Bottom. At $f = \bot$, $x \in \bot(n)$ unfolds to $x \in$ Part.none, which is False. Vacuously true.
Chain closure. If $x \in (\bigsqcup_i f_i)(n)$ then $x \in f_i(n)$ for some $i$ (lubs of Part chains are computed pointwise on the flat domain), and $P(f_i)$ gives $x = 1$.
Step. Assume $P(f)$ and split collatzF f n on its three branches: in the $n = 1$ branch the value is literally $1$; in the other two the value comes from $f(n/2)$ or $f(3n+1)$, and $P(f)$ closes both.

The bottom and sup cases are the same boilerplate for any predicate of the form “every output value has property $Q$”, so Mathlib provides a pointwise specialization fix_scott_induction_pointwise that bundles them, leaving only the step:

theorem collatz_one_if_terminates (x n : ℕ) : x ∈ collatz n → x = 1 := by
  apply Part.fix_scott_induction_pointwise (P := fun _ y => y = 1)
  intro f ih n y hy
  unfold collatzF at hy
  split_ifs at hy with h1 h2
  · exact Part.mem_some_iff.mp hy
  · exact ih _ _ hy
  · exact ih _ _ hy

5. Conclusion

In this section we covered the Part definition, the flat-domain order, the monad structure, and Part.fix for defining functions by fixed-point equations. We also built Scott induction for Part.fix and used it to prove a property of the Collatz functiom.
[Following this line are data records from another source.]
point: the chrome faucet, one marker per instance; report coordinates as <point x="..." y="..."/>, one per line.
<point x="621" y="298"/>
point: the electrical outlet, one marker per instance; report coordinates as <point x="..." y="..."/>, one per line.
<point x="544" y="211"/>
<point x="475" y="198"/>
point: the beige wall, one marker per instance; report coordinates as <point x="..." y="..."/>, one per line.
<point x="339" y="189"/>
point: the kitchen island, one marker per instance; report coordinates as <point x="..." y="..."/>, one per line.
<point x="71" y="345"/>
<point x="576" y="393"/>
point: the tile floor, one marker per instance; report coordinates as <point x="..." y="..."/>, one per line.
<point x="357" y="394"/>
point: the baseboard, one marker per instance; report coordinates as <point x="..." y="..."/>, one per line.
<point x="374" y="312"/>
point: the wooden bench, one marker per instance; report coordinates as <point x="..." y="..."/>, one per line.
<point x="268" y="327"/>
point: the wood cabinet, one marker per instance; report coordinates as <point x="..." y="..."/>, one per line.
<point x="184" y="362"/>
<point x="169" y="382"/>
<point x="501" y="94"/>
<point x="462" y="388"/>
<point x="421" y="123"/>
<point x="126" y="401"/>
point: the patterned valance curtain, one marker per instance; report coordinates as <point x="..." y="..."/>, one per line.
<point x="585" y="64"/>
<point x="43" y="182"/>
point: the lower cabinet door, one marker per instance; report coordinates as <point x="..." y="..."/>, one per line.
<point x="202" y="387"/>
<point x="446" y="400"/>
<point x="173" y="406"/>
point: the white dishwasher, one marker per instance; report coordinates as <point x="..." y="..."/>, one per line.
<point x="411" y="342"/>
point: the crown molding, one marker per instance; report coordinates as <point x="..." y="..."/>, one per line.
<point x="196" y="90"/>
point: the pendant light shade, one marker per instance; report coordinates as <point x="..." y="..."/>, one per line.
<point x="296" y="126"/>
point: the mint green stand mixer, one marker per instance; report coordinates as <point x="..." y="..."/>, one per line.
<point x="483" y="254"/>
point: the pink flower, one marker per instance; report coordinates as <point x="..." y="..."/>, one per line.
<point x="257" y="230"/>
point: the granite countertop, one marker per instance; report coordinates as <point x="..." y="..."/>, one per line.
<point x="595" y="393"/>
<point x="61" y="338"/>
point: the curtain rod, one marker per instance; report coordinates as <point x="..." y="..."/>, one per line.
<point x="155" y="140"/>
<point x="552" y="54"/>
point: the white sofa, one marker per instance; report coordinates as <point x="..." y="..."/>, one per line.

In Part 3 we use all of this to give denotational semantics to a small imperative language with while loops. Commands will denote partial state transformers in State →. State, loops will be interpreted via Part.fix, and Scott induction will come back as the main reasoning principle.

6. References

Mathlib4, the Lean community mathematical library, in particular Mathlib.Data.Part, Mathlib.Order.OmegaCompletePartialOrder, and Mathlib.Control.LawfulFix.